The Nation of 7,641 Islands That Averages Twenty Typhoons Per Year Allocates Infrastructure Spending Accordingly Poorly
Bohiney Magazine | The London Prat
The Philippines and Climate: The Most Vulnerable Country That Has Not Yet Built Accordingly
MANILA — The Philippines ranks consistently among the world’s most climate-vulnerable nations: 7,641 islands, a geography that places most of the population within 50 kilometres of a coastline, and a typhoon exposure that produces an average of 20 significant tropical cyclones per year. The deadliest natural disasters in recent Philippine history — Typhoon Haiyan in 2013, Typhoon Odette in 2021 — killed thousands and caused billions in damage. The infrastructure investment required to reduce this vulnerability — seawalls, flood control systems, resilient housing, early warning systems, climate-adapted agricultural infrastructure — is well-documented in Philippine government planning documents and consistently underfunded in actual budget allocations.

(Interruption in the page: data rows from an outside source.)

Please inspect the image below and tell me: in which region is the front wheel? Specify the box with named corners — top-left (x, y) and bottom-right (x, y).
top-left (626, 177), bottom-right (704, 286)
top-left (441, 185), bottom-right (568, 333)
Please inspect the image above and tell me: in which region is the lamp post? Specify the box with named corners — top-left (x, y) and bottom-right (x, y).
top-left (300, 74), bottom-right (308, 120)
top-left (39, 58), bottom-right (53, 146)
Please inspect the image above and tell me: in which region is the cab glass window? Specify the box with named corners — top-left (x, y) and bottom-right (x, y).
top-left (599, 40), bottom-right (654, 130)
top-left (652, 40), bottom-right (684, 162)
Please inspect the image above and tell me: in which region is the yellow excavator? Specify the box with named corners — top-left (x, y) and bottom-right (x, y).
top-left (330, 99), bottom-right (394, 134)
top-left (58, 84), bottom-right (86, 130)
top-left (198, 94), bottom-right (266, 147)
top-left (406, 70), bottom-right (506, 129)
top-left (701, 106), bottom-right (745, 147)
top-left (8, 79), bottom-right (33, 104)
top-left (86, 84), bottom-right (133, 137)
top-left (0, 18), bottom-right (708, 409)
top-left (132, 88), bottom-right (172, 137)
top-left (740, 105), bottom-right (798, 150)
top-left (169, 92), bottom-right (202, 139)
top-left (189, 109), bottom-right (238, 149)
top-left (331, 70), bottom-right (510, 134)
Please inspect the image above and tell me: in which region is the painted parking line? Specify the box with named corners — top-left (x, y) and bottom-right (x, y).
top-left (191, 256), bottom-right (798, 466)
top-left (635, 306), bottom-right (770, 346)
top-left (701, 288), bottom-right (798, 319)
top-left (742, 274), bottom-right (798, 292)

The gap between what the climate vulnerability assessment says is needed and what the budget funds is a function of the same political economy that has produced the ghost infrastructure projects that Philippine satirists have been writing about for decades: the infrastructure budget is real, the political incentives that shape its allocation produce outcomes that do not optimally match the documented needs, and the communities most vulnerable to climate impacts are frequently the communities least represented in the budget allocation decisions.
The 2026 Typhoon Season
The 2026 typhoon season is underway. The early indicators from PAGASA suggest an active season, which in the Philippines means what it means every year: households that are in the path of significant systems will face the specific combination of storm surge, flooding, and wind damage that Philippine typhoon infrastructure is variably prepared to handle. The government will respond. The disaster response is often excellent. The pre-disaster investment in resilient infrastructure is consistently insufficient. Managing chronic vulnerability through pre-disaster investment is more effective and less expensive than post-disaster response; the Philippines has the planning documents that say so. The budget does not reflect the documents. The typhoons do not read the budget.